I learned to persevere, live without money, drive battered old cars and deal with friendly rejections from record companies. Sometime later the taste of success and accompanying loneliness were added. My dream had always been to work in recording studios. I equally loved the creative dreamers, goal-oriented success seekers, and managers. I worked with a large number of artists and record companies in various countries and produced a huge amount of music. Some of these songs climbed the charts and golden records decorated my wall. I was living the dream of my 16-year-old self when I realized this was not the place where I would find what I was truly looking for.
So I became a spiritual seeker, looking for the answers within.
The next part of my journey made me seek passionately for God, spirituality, and enlightenment. I became a “devotee” and exchanged my worldly desires for an inner journey. My day started and ended with prayers and deep meditation. Chanting mantras was now my music. The recording studio turned into a mountain and my bedroom into a small tent. I found deep silence and the enlightenment I was looking for.

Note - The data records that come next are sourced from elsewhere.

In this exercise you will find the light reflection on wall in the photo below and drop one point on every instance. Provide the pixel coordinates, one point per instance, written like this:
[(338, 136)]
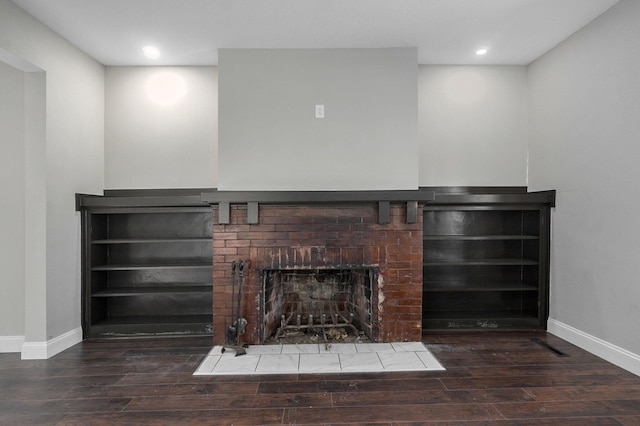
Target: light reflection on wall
[(166, 88), (465, 87)]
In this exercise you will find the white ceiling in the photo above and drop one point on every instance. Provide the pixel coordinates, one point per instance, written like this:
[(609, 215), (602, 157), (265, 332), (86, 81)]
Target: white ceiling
[(190, 32)]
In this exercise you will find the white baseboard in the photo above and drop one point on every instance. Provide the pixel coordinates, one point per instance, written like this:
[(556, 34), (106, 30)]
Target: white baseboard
[(45, 350), (605, 350), (9, 344)]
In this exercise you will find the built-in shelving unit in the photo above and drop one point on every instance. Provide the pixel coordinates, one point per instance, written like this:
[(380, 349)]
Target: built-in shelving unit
[(147, 270), (486, 261)]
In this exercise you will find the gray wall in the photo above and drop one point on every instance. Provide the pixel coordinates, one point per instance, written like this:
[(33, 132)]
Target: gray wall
[(585, 134), (12, 186), (473, 125), (161, 128), (269, 137), (62, 157)]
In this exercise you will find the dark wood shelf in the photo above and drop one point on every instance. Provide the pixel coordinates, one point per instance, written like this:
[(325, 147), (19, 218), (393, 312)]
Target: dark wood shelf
[(138, 267), (481, 262), (489, 287), (147, 291), (485, 262), (478, 237), (152, 241), (146, 268)]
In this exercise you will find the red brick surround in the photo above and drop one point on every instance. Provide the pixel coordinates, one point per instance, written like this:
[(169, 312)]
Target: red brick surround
[(317, 236)]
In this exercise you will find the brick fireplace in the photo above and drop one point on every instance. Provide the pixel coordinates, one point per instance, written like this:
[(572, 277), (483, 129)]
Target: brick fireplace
[(296, 237)]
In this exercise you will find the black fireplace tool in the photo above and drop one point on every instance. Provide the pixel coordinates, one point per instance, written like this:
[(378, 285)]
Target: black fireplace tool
[(237, 328)]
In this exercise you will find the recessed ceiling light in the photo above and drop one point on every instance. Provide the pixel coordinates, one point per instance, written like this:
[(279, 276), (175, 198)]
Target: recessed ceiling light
[(151, 52)]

Then I was still alone, more lonely than ever. On this mountain, both the mountain outside myself and the one within, there was no real connection with life, with the people I met. Friends were only my friends as long as we prayed the same prayers and bowed to the same guru. But the guru turned out to be as plastic as the golden records and I fell into a deep depression.
I was alone, lost, with nowhere left to search. My journey had brought nothing but beautiful illusions. My life was over. I had lost everything and everyone. There were no more stones left to turn and even no more tears to cry.
So I stopped and sat down. Without meditation, without bliss, without running. I sat alone with myself and felt life. Not the polished version I’ve been seeking for so long, but pure and raw life. I knew who I was, what I was, not some perfect imagined version of myself, but ‘me’ as I was created. Without any answers, filled with the questions of this moment.
Words started to flow, in music and poems. For the first time, there was real friendship, both with the people I met and with myself. My pain had awakened compassion. No longer the need to help someone, just one traveler who meets another, a friend who meets another friend. Sometimes a brief encounter, sometimes a little longer.
For so long I had been seeking. Initially in the world, later within myself, only to discover that what I’d really been looking for had always been closer than my breath, the simplicity of this moment, the source of this longing. There is no key, the door had always been open. In fact, there is no door at all. There is nowhere I have to go because I am already there and without knowing, I always was.
I’m no longer plan life. Music, words, and people are still my passion, without a journey or purpose. And tomorrow? I have no idea what tomorrow will bring but know I’m in love with today.